All seven co-founders have pledged to donate 80% of their personal wealth, which, at current valuations, amounts to approximately $38 billion in pledged donations from just these seven founders. Nearly 30 Anthropic employees have signed up for the EA conference in San Francisco—more than double the combined total from OpenAI, Google DeepMind, xAI, and Meta’s superintelligence lab.

But Daniela Amodei said in an interview with Wired: “I’m not an expert in effective altruism. I don’t identify with that term. My impression is that it’s a somewhat outdated phrase.” The person saying this has a husband who is one of the most influential fund allocators in the EA movement and has just joined her company.

The stance of “taking EA’s money, using EA’s people, living in EA’s shared housing, but refusing to acknowledge being part of EA” has become understandable after the SBF case. The collapse of FTX caused the EA movement’s reputation to hit rock bottom. Anthropic needs to distance itself from this label, just as any smart company would sever ties when its brand faces negative associations.

But the facts are clear: Anthropic’s founding rationale stems from the EA community’s core arguments about AI existential risk; its early funding came almost entirely from within the EA network; and its governance structure is controlled by individuals from the EA system.

Parallel universes in prison

Sam Bankman-Fried is currently in federal prison. He is eligible for release as early as 2049, when he will be 57 years old.

During his time in prison, the AI company he invested his illicit funds into surpassed a $380 billion valuation and is now engaged in a globally watched battle with the Pentagon over the militarization of AI; its founder has become a regular presence in The New York Times and on Capitol Hill. Had everything been legal, that $500 million bet would have made SBF one of the highest-return venture investors of this era.

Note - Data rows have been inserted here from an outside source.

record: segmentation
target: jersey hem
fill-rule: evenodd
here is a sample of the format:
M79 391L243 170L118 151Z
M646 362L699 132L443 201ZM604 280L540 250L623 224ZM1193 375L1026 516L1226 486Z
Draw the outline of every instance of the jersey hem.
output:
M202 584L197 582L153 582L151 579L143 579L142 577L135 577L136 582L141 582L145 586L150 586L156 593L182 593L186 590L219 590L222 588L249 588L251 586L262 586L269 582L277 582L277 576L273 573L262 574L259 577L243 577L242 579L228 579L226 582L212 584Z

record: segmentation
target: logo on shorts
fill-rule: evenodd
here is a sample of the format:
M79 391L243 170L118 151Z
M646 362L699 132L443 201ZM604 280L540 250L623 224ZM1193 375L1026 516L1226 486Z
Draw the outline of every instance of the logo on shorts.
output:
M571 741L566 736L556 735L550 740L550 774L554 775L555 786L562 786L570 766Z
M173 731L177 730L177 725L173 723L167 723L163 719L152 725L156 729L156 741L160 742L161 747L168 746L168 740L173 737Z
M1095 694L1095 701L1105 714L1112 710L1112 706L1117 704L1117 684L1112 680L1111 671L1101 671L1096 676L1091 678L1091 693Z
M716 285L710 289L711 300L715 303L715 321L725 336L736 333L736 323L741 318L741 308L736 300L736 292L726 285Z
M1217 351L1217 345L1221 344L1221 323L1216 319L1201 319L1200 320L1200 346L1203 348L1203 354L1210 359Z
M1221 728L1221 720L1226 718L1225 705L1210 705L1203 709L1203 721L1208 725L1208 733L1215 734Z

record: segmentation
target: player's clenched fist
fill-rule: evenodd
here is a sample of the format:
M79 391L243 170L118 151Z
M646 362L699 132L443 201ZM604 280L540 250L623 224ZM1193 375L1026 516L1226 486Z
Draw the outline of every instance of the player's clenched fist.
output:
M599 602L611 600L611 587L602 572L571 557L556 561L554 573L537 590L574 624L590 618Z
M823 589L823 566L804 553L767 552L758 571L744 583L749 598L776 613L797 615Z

SBF’s “make money, give money” and Anthropic’s “develop AI safely” share the same underlying operating system: the willingness to accept unusual methods and risks for a sufficiently large good outcome.

SBF pushed this logic past the boundary of crime; Anthropic operates on the safe side of that line, but its core proposition—that “we must build the most powerful AI ourselves to ensure AI’s safety”—is itself a grandiose, nearly self-fulfilling gamble.

They grow in the same soil.

In that same soil, Dario and SBF attended the same gatherings, embraced the same philosophy, and lived on different nodes of the same social network. One went on to build an AI empire valued at $380 billion; the other ended up in federal prison.

And the $500 million check that connected them remains the strangest chapter in Anthropic’s history.